/reinforcement-learning-for-per-flow-buffer-sizing

Implementation of the paper "LFQ: Online Learning of Per-Flow Queuing Policies Using Deep Reinforcement Learning", Contact: Maximilian Bachl

Primary LanguagePythonGNU General Public License v2.0GPL-2.0

reinforcement-learning-for-per-flow-buffer-sizing

Contact: Maximilian Bachl

This repository contains the code for the paper LFQ: Online Learning of Per-flow Queuing Policies using Deep Reinforcement Learning.

The code was run on Debian 10 (buster) on Linux kernel 4.19.0-9-amd64 with g++ 8.3.0.

Native installation (not recommended, Docker installation is easier)

Downloading libtorch

  • Download the C++ version of libtorch for CPUs. If you want to download a newer version, make sure that it is the Pre-cxx11 ABI version. Otherwise you'll have to change some flags in the build process.
  • Unpack it and move the contained directory libtorch to the root directory of this repository (the same directory in which there's the ns-allinone-3.30.1 directory)

Compiling

  • cd ns-allinone-3.30.1/ns-3.30.1/
  • ./waf clean
  • ./waf configure
  • ./waf build

Docker installation

Downloading libtorch (same as for the native installation)

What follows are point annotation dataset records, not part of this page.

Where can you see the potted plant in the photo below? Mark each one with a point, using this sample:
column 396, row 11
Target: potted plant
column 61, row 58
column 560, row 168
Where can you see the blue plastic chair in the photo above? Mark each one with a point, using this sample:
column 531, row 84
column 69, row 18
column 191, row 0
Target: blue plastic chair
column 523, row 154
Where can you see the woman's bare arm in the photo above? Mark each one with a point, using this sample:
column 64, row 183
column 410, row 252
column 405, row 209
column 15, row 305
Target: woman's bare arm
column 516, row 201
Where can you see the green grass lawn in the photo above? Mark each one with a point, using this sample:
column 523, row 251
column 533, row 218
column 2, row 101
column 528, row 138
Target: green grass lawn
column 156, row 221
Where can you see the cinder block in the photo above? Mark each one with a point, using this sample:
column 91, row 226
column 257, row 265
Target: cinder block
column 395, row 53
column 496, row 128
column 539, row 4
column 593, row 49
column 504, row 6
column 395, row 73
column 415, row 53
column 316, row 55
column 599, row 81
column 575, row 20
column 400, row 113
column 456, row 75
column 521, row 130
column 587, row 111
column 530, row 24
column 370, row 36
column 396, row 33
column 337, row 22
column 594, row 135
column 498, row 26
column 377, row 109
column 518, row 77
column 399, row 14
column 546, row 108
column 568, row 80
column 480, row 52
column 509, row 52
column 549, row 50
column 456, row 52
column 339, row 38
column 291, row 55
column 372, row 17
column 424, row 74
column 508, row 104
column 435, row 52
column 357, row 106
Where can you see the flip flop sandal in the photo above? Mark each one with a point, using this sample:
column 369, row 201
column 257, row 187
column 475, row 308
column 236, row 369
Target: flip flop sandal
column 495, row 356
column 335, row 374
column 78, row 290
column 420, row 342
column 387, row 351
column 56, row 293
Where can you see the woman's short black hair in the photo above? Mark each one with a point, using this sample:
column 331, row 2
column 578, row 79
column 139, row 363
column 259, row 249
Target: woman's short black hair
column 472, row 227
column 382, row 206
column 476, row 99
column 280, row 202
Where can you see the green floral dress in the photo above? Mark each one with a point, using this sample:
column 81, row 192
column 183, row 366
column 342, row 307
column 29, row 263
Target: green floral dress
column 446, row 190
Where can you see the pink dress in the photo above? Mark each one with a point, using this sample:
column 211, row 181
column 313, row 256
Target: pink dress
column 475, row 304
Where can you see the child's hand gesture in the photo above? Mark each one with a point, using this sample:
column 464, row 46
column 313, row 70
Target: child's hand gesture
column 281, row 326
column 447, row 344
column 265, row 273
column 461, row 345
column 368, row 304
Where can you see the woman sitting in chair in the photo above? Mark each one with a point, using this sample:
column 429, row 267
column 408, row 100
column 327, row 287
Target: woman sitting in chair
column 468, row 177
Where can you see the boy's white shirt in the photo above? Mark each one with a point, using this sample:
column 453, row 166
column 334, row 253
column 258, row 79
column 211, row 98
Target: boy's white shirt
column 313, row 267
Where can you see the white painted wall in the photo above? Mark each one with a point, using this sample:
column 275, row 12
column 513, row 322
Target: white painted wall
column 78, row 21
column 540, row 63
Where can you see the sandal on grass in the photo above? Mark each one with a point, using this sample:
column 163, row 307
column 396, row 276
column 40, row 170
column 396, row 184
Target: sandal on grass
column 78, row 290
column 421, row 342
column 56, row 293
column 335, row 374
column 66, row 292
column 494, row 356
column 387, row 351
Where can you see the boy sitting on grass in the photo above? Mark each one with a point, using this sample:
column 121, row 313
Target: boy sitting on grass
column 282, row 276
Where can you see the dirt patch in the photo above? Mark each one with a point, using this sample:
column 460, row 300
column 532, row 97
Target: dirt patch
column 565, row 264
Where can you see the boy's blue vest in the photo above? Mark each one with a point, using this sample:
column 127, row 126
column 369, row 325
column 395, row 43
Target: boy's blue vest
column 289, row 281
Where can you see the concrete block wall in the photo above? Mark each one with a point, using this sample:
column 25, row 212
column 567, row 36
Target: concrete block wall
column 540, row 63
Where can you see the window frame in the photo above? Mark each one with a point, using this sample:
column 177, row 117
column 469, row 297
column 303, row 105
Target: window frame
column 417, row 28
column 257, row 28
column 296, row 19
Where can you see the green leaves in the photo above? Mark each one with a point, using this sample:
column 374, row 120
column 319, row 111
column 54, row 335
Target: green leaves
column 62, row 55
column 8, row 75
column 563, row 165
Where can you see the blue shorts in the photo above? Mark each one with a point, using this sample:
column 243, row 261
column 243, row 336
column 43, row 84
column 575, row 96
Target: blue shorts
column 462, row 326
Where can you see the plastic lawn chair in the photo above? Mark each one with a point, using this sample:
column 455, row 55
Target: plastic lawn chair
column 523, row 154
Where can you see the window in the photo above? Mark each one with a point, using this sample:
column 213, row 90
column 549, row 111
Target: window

  • Download the C++ version of libtorch for CPUs. If you want to download a newer version, make sure that it is the Pre-cxx11 ABI version. Otherwise you'll have to change some flags in the build process.
  • Unpack it and move the contained directory libtorch to the root directory of this repository (the same directory in which there's the ns-allinone-3.30.1 directory)

Using docker to run it

  • cd docker
  • docker build -f Dockerfile . -t rl_image
  • docker run -v $(realpath -s ..):/repo -w /repo/ns-allinone-3.30.1/ns-3.30.1/ --entrypoint bash rl_image run_all.sh
  • docker run -v $(realpath -s ..):/repo -w /repo/ns-allinone-3.30.1/ns-3.30.1/ --entrypoint bash -it rl_image
  • Now you're in the Docker image and all commands below for training or evaluating should work as usual.

Training an RL model

If the build finished successfully (this can take some time), you can train a model.

Assuming you're in the ns-3.30.1 directory, run

OMP_NUM_THREADS=1 LD_LIBRARY_PATH=../../libtorch/lib:$LD_LIBRARY_PATH ./waf -v --run "examples/traffic-control/rl"

To change parameters like the number of cpus to use for training, the tradeoff parameter alpha etc., change the variables on top of the file ns-allinone-3.30.1/ns-3.30.1/examples/traffic-control/rl.cc and recompile.

Evaluating

Evaluating an RL model

To evaluate a set of trained weights run

OMP_NUM_THREADS=1 LD_LIBRARY_PATH=../../libtorch/lib:$LD_LIBRARY_PATH ./waf -v --run "examples/traffic-control/rl <path_to_weights>"

Evaluating other AQM mechanisms

To evaluate, for example, FqCoDel, run

    OMP_NUM_THREADS=1 LD_LIBRARY_PATH=../../libtorch/lib:$LD_LIBRARY_PATH ./waf -v --run "examples/traffic-control/rl FqCoDelQueueDisc"

To run Fifo with a maximum queue size of 100, run

    OMP_NUM_THREADS=1 LD_LIBRARY_PATH=../../libtorch/lib:$LD_LIBRARY_PATH ./waf -v --run "examples/traffic-control/rl FifoQueueDisc 100"

Plotting

Plotting training runs

During training, various values are logged.

To plot them, run the following command:

./plot_metrics.py results/RLQueueDisc/logs/<name_of_the_file_to_be_plotted>

Plotting evaluation results

The following commands are supposed to be run after an AQM mechanism was evaluated.

To plot, for example, all queue traces produced by an evaluation of Fifo with queue size 1000, run the following command:

ls -d $PWD/results/FifoQueueDisc/queueTraces/1000/*.plotme | xargs ./plot_something.py

To plot the behavior of an AQM mechanism and get performance metrics, run, for example, the following command:

./plot_df.py results/RLQueueDisc/logs/*

Pre-trained weights

All weights that are used to generate the plots in the paper can be found in the directory reinforcement-learning-for-per-flow-buffer-sizing/ns-allinone-3.30.1/ns-3.30.1/results/RLQueueDisc/weights.